Date of Award
1-1-2017
Document Type
Dissertation
Degree Name
Ph.D.
Organizational Unit
Biological Sciences
First Advisor
Shannon M. Murphy, Ph.D.
Second Advisor
Robin Tinghitella
Third Advisor
Deane Bowers
Fourth Advisor
Julie Morris
Keywords
Intraspecific competition, Interspecific competition, Insects, Caterpillars
Abstract
Competition can have far-reaching consequences for the fitness and distribution of many organisms. In herbivorous insects, competition mediated by a third organism is more common than direct competition and has a strong effect on insect communities; yet most research on indirect competition among herbivores focuses on dietary specialists, and those studies that do include generalists tend to rear them on agricultural crops. My project examines species interactions at three levels: intraspecific competition (within species), interspecific competition (between species), and ecosystem engineering effects at the community level. I studied competition and community interactions of two temporally-separated species of herbivorous insects, western tent caterpillars (Malacosoma californicum) and fall webworms (Hyphantria cunea) on their shared host plant, chokecherries (Prunus virginiana). Within species, I found that time-lagged intraspecific competition reduced larval fitness, that plants that had been fed upon by tent caterpillars the previous season were tougher than plants that had not been fed upon by tent caterpillars, and that there were fewer tent caterpillar egg masses on plants that had tent caterpillars earlier in the season than plants without tent caterpillars. Between species, I found that bottom-up fitness effects on tent caterpillars and both top-down and bottom-up fitness effects on fall webworms which demonstrates that competition can take place in temporally separated generalists through both bottom-up and top-down effects. At the community level, tent caterpillars altered the arthropod community associated with their host plant primarily by increasing predator density by creating structural diversity on their host plants that survives and continued to alter the community into the next year.

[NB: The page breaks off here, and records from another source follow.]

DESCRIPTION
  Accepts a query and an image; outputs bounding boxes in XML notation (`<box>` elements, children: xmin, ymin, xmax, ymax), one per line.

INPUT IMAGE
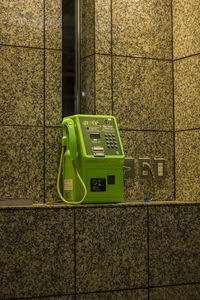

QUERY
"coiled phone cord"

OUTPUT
<box><xmin>57</xmin><ymin>147</ymin><xmax>87</xmax><ymax>205</ymax></box>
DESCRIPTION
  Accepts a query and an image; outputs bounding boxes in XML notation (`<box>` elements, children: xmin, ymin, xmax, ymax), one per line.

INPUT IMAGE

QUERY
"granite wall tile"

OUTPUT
<box><xmin>0</xmin><ymin>46</ymin><xmax>44</xmax><ymax>126</ymax></box>
<box><xmin>0</xmin><ymin>127</ymin><xmax>44</xmax><ymax>202</ymax></box>
<box><xmin>80</xmin><ymin>0</ymin><xmax>95</xmax><ymax>58</ymax></box>
<box><xmin>113</xmin><ymin>57</ymin><xmax>173</xmax><ymax>130</ymax></box>
<box><xmin>45</xmin><ymin>0</ymin><xmax>62</xmax><ymax>49</ymax></box>
<box><xmin>150</xmin><ymin>284</ymin><xmax>200</xmax><ymax>300</ymax></box>
<box><xmin>0</xmin><ymin>0</ymin><xmax>44</xmax><ymax>48</ymax></box>
<box><xmin>45</xmin><ymin>128</ymin><xmax>62</xmax><ymax>202</ymax></box>
<box><xmin>81</xmin><ymin>55</ymin><xmax>95</xmax><ymax>114</ymax></box>
<box><xmin>175</xmin><ymin>129</ymin><xmax>200</xmax><ymax>201</ymax></box>
<box><xmin>174</xmin><ymin>55</ymin><xmax>200</xmax><ymax>130</ymax></box>
<box><xmin>112</xmin><ymin>0</ymin><xmax>172</xmax><ymax>59</ymax></box>
<box><xmin>149</xmin><ymin>205</ymin><xmax>200</xmax><ymax>286</ymax></box>
<box><xmin>173</xmin><ymin>0</ymin><xmax>200</xmax><ymax>58</ymax></box>
<box><xmin>45</xmin><ymin>50</ymin><xmax>62</xmax><ymax>126</ymax></box>
<box><xmin>95</xmin><ymin>55</ymin><xmax>112</xmax><ymax>115</ymax></box>
<box><xmin>76</xmin><ymin>289</ymin><xmax>148</xmax><ymax>300</ymax></box>
<box><xmin>0</xmin><ymin>208</ymin><xmax>74</xmax><ymax>299</ymax></box>
<box><xmin>95</xmin><ymin>0</ymin><xmax>111</xmax><ymax>54</ymax></box>
<box><xmin>120</xmin><ymin>130</ymin><xmax>174</xmax><ymax>202</ymax></box>
<box><xmin>76</xmin><ymin>207</ymin><xmax>147</xmax><ymax>293</ymax></box>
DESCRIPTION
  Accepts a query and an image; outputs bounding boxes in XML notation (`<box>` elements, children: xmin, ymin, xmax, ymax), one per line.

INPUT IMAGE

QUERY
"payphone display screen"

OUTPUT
<box><xmin>79</xmin><ymin>117</ymin><xmax>122</xmax><ymax>156</ymax></box>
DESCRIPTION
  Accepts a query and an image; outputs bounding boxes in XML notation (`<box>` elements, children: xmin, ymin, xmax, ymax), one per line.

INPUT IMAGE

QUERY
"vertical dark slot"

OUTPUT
<box><xmin>62</xmin><ymin>0</ymin><xmax>76</xmax><ymax>117</ymax></box>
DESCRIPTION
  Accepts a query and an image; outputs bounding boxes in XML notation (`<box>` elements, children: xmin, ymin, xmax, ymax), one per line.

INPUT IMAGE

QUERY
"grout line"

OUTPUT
<box><xmin>43</xmin><ymin>0</ymin><xmax>46</xmax><ymax>203</ymax></box>
<box><xmin>0</xmin><ymin>44</ymin><xmax>62</xmax><ymax>51</ymax></box>
<box><xmin>119</xmin><ymin>128</ymin><xmax>173</xmax><ymax>133</ymax></box>
<box><xmin>171</xmin><ymin>0</ymin><xmax>176</xmax><ymax>201</ymax></box>
<box><xmin>76</xmin><ymin>286</ymin><xmax>147</xmax><ymax>295</ymax></box>
<box><xmin>147</xmin><ymin>206</ymin><xmax>150</xmax><ymax>300</ymax></box>
<box><xmin>94</xmin><ymin>1</ymin><xmax>97</xmax><ymax>115</ymax></box>
<box><xmin>81</xmin><ymin>52</ymin><xmax>172</xmax><ymax>62</ymax></box>
<box><xmin>175</xmin><ymin>128</ymin><xmax>200</xmax><ymax>132</ymax></box>
<box><xmin>174</xmin><ymin>52</ymin><xmax>200</xmax><ymax>62</ymax></box>
<box><xmin>110</xmin><ymin>0</ymin><xmax>114</xmax><ymax>115</ymax></box>
<box><xmin>147</xmin><ymin>206</ymin><xmax>150</xmax><ymax>300</ymax></box>
<box><xmin>149</xmin><ymin>282</ymin><xmax>200</xmax><ymax>289</ymax></box>
<box><xmin>74</xmin><ymin>209</ymin><xmax>76</xmax><ymax>294</ymax></box>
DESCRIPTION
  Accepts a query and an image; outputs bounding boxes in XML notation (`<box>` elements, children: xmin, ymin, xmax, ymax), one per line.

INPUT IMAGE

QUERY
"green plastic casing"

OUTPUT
<box><xmin>62</xmin><ymin>115</ymin><xmax>124</xmax><ymax>203</ymax></box>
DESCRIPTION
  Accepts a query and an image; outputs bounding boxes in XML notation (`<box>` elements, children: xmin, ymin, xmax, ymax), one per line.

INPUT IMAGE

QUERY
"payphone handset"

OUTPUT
<box><xmin>57</xmin><ymin>115</ymin><xmax>124</xmax><ymax>204</ymax></box>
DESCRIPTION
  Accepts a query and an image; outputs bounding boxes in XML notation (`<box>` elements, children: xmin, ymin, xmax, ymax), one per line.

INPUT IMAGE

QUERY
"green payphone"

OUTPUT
<box><xmin>57</xmin><ymin>115</ymin><xmax>124</xmax><ymax>204</ymax></box>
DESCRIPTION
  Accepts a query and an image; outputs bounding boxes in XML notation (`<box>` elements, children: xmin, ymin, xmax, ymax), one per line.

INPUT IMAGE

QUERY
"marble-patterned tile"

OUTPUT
<box><xmin>0</xmin><ymin>46</ymin><xmax>44</xmax><ymax>126</ymax></box>
<box><xmin>0</xmin><ymin>126</ymin><xmax>44</xmax><ymax>202</ymax></box>
<box><xmin>149</xmin><ymin>284</ymin><xmax>200</xmax><ymax>300</ymax></box>
<box><xmin>149</xmin><ymin>205</ymin><xmax>200</xmax><ymax>286</ymax></box>
<box><xmin>0</xmin><ymin>207</ymin><xmax>74</xmax><ymax>299</ymax></box>
<box><xmin>173</xmin><ymin>0</ymin><xmax>200</xmax><ymax>58</ymax></box>
<box><xmin>95</xmin><ymin>55</ymin><xmax>112</xmax><ymax>115</ymax></box>
<box><xmin>113</xmin><ymin>57</ymin><xmax>173</xmax><ymax>130</ymax></box>
<box><xmin>45</xmin><ymin>0</ymin><xmax>62</xmax><ymax>49</ymax></box>
<box><xmin>80</xmin><ymin>0</ymin><xmax>95</xmax><ymax>58</ymax></box>
<box><xmin>32</xmin><ymin>295</ymin><xmax>76</xmax><ymax>300</ymax></box>
<box><xmin>175</xmin><ymin>130</ymin><xmax>200</xmax><ymax>201</ymax></box>
<box><xmin>0</xmin><ymin>0</ymin><xmax>44</xmax><ymax>48</ymax></box>
<box><xmin>120</xmin><ymin>130</ymin><xmax>174</xmax><ymax>202</ymax></box>
<box><xmin>95</xmin><ymin>0</ymin><xmax>111</xmax><ymax>54</ymax></box>
<box><xmin>45</xmin><ymin>50</ymin><xmax>62</xmax><ymax>126</ymax></box>
<box><xmin>112</xmin><ymin>0</ymin><xmax>172</xmax><ymax>59</ymax></box>
<box><xmin>81</xmin><ymin>55</ymin><xmax>95</xmax><ymax>114</ymax></box>
<box><xmin>76</xmin><ymin>207</ymin><xmax>147</xmax><ymax>293</ymax></box>
<box><xmin>45</xmin><ymin>128</ymin><xmax>62</xmax><ymax>203</ymax></box>
<box><xmin>76</xmin><ymin>289</ymin><xmax>148</xmax><ymax>300</ymax></box>
<box><xmin>174</xmin><ymin>55</ymin><xmax>200</xmax><ymax>130</ymax></box>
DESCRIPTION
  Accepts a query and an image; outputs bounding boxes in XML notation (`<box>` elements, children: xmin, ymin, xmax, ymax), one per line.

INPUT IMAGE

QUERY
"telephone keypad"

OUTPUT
<box><xmin>104</xmin><ymin>133</ymin><xmax>118</xmax><ymax>149</ymax></box>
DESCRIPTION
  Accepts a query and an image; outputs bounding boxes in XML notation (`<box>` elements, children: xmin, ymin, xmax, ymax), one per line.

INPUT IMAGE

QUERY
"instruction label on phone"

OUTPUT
<box><xmin>64</xmin><ymin>179</ymin><xmax>73</xmax><ymax>191</ymax></box>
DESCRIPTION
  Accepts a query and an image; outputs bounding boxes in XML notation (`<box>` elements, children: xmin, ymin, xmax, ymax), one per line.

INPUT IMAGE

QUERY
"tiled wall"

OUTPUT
<box><xmin>0</xmin><ymin>203</ymin><xmax>200</xmax><ymax>300</ymax></box>
<box><xmin>173</xmin><ymin>0</ymin><xmax>200</xmax><ymax>201</ymax></box>
<box><xmin>0</xmin><ymin>0</ymin><xmax>62</xmax><ymax>204</ymax></box>
<box><xmin>81</xmin><ymin>0</ymin><xmax>174</xmax><ymax>201</ymax></box>
<box><xmin>0</xmin><ymin>0</ymin><xmax>200</xmax><ymax>203</ymax></box>
<box><xmin>81</xmin><ymin>0</ymin><xmax>200</xmax><ymax>201</ymax></box>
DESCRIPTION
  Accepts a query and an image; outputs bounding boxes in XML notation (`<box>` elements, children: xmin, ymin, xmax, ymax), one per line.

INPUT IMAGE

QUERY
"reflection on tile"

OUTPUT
<box><xmin>80</xmin><ymin>0</ymin><xmax>95</xmax><ymax>58</ymax></box>
<box><xmin>112</xmin><ymin>0</ymin><xmax>172</xmax><ymax>59</ymax></box>
<box><xmin>0</xmin><ymin>46</ymin><xmax>44</xmax><ymax>126</ymax></box>
<box><xmin>95</xmin><ymin>0</ymin><xmax>111</xmax><ymax>54</ymax></box>
<box><xmin>81</xmin><ymin>56</ymin><xmax>95</xmax><ymax>114</ymax></box>
<box><xmin>174</xmin><ymin>55</ymin><xmax>200</xmax><ymax>130</ymax></box>
<box><xmin>0</xmin><ymin>0</ymin><xmax>44</xmax><ymax>48</ymax></box>
<box><xmin>120</xmin><ymin>130</ymin><xmax>174</xmax><ymax>202</ymax></box>
<box><xmin>150</xmin><ymin>284</ymin><xmax>200</xmax><ymax>300</ymax></box>
<box><xmin>149</xmin><ymin>205</ymin><xmax>200</xmax><ymax>286</ymax></box>
<box><xmin>113</xmin><ymin>57</ymin><xmax>173</xmax><ymax>130</ymax></box>
<box><xmin>0</xmin><ymin>208</ymin><xmax>74</xmax><ymax>299</ymax></box>
<box><xmin>45</xmin><ymin>128</ymin><xmax>62</xmax><ymax>202</ymax></box>
<box><xmin>0</xmin><ymin>127</ymin><xmax>44</xmax><ymax>202</ymax></box>
<box><xmin>45</xmin><ymin>50</ymin><xmax>62</xmax><ymax>126</ymax></box>
<box><xmin>45</xmin><ymin>0</ymin><xmax>62</xmax><ymax>49</ymax></box>
<box><xmin>95</xmin><ymin>55</ymin><xmax>112</xmax><ymax>115</ymax></box>
<box><xmin>173</xmin><ymin>0</ymin><xmax>200</xmax><ymax>58</ymax></box>
<box><xmin>76</xmin><ymin>207</ymin><xmax>147</xmax><ymax>293</ymax></box>
<box><xmin>76</xmin><ymin>289</ymin><xmax>148</xmax><ymax>300</ymax></box>
<box><xmin>175</xmin><ymin>130</ymin><xmax>200</xmax><ymax>201</ymax></box>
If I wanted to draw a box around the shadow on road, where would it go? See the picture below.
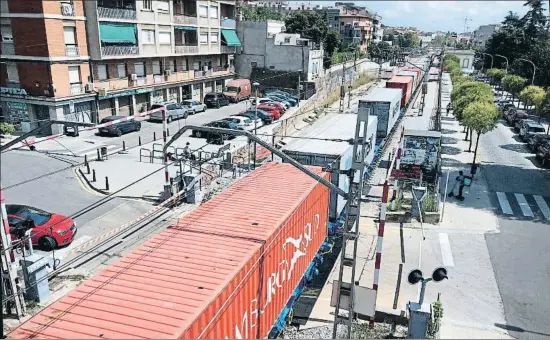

My results suggest that dietary generalist insects can have strong competitive and community effects outside of outbreak and agricultural conditions.
Publication Statement
Copyright is held by the author. User is responsible for all copyright compliance.
Rights Holder
Elizabeth Ellen Barnes
Provenance
Received from ProQuest
File Format
application/pdf
Language
en
File Size
92 p.
Recommended Citation
Barnes, Elizabeth Ellen, "Competition and Community Interactions of Two Generalist Herbivores" (2017). Electronic Theses and Dissertations. 1366.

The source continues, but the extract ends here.